Sometimes the following exceptions are thrown:

Log of Silo2

[13:16:22 INF] Subscriber Grain 791e0ed160214841ad5d8792d290bc19 on Silo S127.0.0.1:20000:83416570 received publication Message sent from publisher
[13:16:28 INF] Stopping OrleansDashboard.SiloGrainService grain service
[13:16:28 INF] Subscriber stopped successfully
[13:16:28 ERR] Error calling grain's OnDeactivateAsync(...) method - Grain type = OrleansPOC.Grains.Subscriber.SubscriberGrain Activation = [Activation: S127.0.0.1:20000:83416570/subscriber/d75b1277d7c7457cab20e5475a994a87@988280c73309451588149aa4cf1c87f0#GrainType=OrleansPOC.Grains.Subscriber.SubscriberGrain,OrleansPOC Placement=RandomPlacement State=Deactivating]
Orleans.Runtime.OrleansMessageRejectionException: Forwarding failed: tried to forward message Request [S127.0.0.1:20000:83416570 subscriber/d75b1277d7c7457cab20e5475a994a87]->[S127.0.0.1:11111:83416554 pubsubrendezvous/STREAM_EXAMPLE/null/STREAM] Orleans.Streams.IPubSubRendezvousGrain.UnregisterConsumer(2ddc34f6-3cea-4bf9-98d0-9049bb42b957, STREAM_EXAMPLE/null/STREAM) #1036[ForwardCount=2] for 2 times after "DeactivateOnIdle was called." to invalid activation.

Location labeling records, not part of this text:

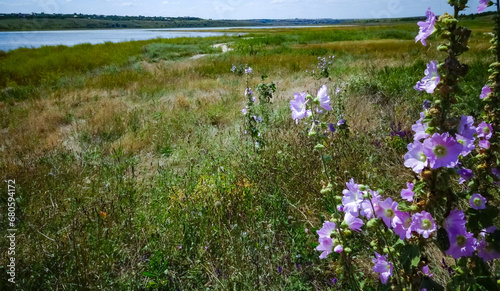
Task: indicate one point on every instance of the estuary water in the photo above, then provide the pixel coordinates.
(32, 39)
(10, 40)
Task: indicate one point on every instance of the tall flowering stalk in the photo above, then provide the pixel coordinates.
(444, 146)
(488, 165)
(333, 235)
(252, 119)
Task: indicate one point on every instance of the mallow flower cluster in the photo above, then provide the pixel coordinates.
(444, 149)
(426, 27)
(360, 203)
(303, 104)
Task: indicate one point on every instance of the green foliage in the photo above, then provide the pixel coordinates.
(146, 157)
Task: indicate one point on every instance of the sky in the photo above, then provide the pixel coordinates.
(237, 9)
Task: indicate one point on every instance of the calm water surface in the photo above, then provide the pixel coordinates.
(15, 39)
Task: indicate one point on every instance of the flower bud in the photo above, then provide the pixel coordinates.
(443, 48)
(434, 111)
(372, 223)
(319, 147)
(482, 166)
(426, 174)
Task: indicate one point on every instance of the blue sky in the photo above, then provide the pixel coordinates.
(237, 9)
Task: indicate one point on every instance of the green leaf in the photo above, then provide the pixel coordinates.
(410, 257)
(430, 284)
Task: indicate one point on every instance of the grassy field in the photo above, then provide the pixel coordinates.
(133, 170)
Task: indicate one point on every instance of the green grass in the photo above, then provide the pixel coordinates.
(123, 153)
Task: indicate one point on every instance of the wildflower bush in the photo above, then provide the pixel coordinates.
(137, 174)
(448, 150)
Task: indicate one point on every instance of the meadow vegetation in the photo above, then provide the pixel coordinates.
(133, 169)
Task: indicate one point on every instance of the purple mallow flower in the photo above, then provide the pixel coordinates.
(485, 92)
(442, 150)
(455, 222)
(462, 244)
(466, 127)
(298, 106)
(485, 144)
(331, 127)
(407, 194)
(366, 209)
(324, 99)
(423, 223)
(426, 271)
(426, 27)
(477, 201)
(387, 212)
(483, 4)
(383, 267)
(431, 79)
(403, 225)
(484, 130)
(468, 144)
(465, 174)
(352, 198)
(415, 158)
(427, 104)
(327, 230)
(325, 241)
(352, 222)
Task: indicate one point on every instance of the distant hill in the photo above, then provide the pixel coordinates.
(41, 21)
(35, 21)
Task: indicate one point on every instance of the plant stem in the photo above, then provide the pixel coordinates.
(346, 257)
(391, 256)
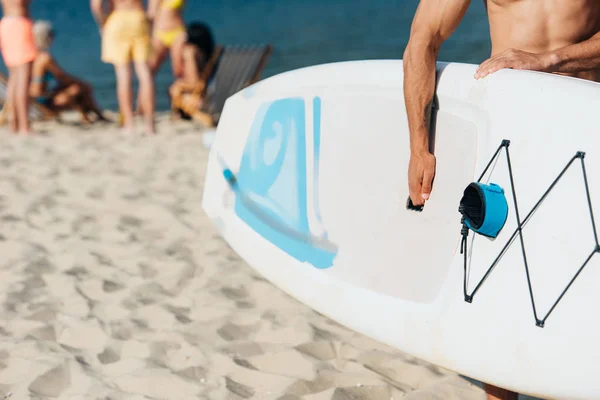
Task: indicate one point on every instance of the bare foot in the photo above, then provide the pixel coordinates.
(150, 129)
(127, 130)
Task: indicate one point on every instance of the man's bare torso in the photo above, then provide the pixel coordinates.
(15, 8)
(538, 26)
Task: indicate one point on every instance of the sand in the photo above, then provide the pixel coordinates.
(115, 285)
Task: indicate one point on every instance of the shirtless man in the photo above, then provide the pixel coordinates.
(540, 35)
(126, 38)
(18, 51)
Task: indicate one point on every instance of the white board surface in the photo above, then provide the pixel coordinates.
(321, 157)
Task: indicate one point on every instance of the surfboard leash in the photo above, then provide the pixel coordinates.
(480, 201)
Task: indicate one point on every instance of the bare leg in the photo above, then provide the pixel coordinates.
(124, 95)
(159, 55)
(177, 55)
(10, 100)
(496, 393)
(23, 78)
(146, 93)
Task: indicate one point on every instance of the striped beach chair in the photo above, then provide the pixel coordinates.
(232, 68)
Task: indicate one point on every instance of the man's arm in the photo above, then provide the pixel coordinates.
(583, 56)
(434, 22)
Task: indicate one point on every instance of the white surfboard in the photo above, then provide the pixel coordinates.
(320, 158)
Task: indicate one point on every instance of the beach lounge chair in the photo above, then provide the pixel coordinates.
(232, 68)
(37, 112)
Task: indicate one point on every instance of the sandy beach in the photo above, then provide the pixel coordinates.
(116, 286)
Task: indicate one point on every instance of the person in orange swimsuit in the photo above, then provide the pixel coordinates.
(18, 49)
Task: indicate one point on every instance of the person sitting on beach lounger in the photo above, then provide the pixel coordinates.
(18, 51)
(53, 87)
(126, 39)
(195, 81)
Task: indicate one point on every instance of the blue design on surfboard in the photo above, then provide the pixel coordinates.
(272, 181)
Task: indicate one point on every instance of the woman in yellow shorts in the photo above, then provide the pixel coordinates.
(168, 34)
(126, 40)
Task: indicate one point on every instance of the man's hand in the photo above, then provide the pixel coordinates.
(421, 170)
(514, 59)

Rejecting now.
   at Orleans.Serialization.Invocation.ResponseCompletionSource.System.Threading.Tasks.Sources.IValueTaskSource.GetResult(Int16 token) in /_/src/Orleans.Serialization/Invocation/ResponseCompletionSource.cs:line 98
   at System.Threading.Tasks.ValueTask.ValueTaskSourceAsTask.<>c.<.cctor>b__4_0(Object state)
--- End of stack trace from previous location ---
   at Orleans.Streams.StreamConsumer`1.UnsubscribeAsync(StreamSubscriptionHandle`1 handle) in /_/src/Orleans.Streaming/Internal/StreamConsumer.cs:line 183
   at OrleansPOC.Grains.Subscriber.SubscriberGrain.OnDeactivateAsync(DeactivationReason reason, CancellationToken cancellationToken) in D:\OrleansPOC\OrleansPOC\Grains\Subscriber\SubscriberGrain.cs:line 44
   at Orleans.Internal.OrleansTaskExtentions.MakeCancellable(Task task, CancellationToken cancellationToken) in /_/src/Orleans.Core/Async/TaskExtensions.cs:line 187
   at Orleans.Internal.OrleansTaskExtentions.WithCancellation(Task taskToComplete, String message, CancellationToken cancellationToken) in /_/src/Orleans.Core/Async/TaskExtensions.cs:line 144
   at Orleans.Runtime.ActivationData.<FinishDeactivating>g__CallGrainDeactivate|145_0(CancellationToken ct) in /_/src/Orleans.Runtime/Catalog/ActivationData.cs:line 1799
[13:16:30 INF] Host terminated successfully

Log of Silo1

[13:16:17 INF] Subscriber Grain 4a1dafd47e4940d28b1b695d3f7a4e8c on Silo S127.0.0.1:11111:83416554 received publication Message sent from publisher
[13:16:22 INF] Subscriber Grain 4a1dafd47e4940d28b1b695d3f7a4e8c on Silo S127.0.0.1:11111:83416554 received publication Message sent from publisher
[13:16:22 INF] Subscriber Grain 3e23f90d920d47a9b665edb9c44bbbd7 on Silo S127.0.0.1:11111:83416554 received publication Message sent from publisher
[13:16:28 INF] My range changed from <MultiRange: Size=x8E8388F1, %Ring=55,669%> to <(0 0], Size=x100000000, %Ring=100%> increased = True
[13:16:28 INF] Subscriber stopped successfully
[13:16:28 INF] Subscriber stopped successfully
[13:16:28 WRN] Failed to forward message Request [S127.0.0.1:20000:83416570 subscriber/d75b1277d7c7457cab20e5475a994a87]->[S127.0.0.1:11111:83416554 pubsubrendezvous/STREAM_EXAMPLE/null/STREAM] Orleans.Streams.IPubSubRendezvousGrain.UnregisterConsumer(2ddc34f6-3cea-4bf9-98d0
-9049bb42b957, STREAM_EXAMPLE/null/STREAM) #1036[ForwardCount=2] from [GrainAddress GrainId pubsubrendezvous/STREAM_EXAMPLE/null/STREAM, ActivationId: @436c6408319b4230b861f9e3fcb0b55a, SiloAddress: S127.0.0.1:11111:83416554] to null after DeactivateOnIdle was called.. Attempt 2
scalalang2 commented 2 months ago

If you're using MemoryStream in production. There was similar issue #8399 #8542.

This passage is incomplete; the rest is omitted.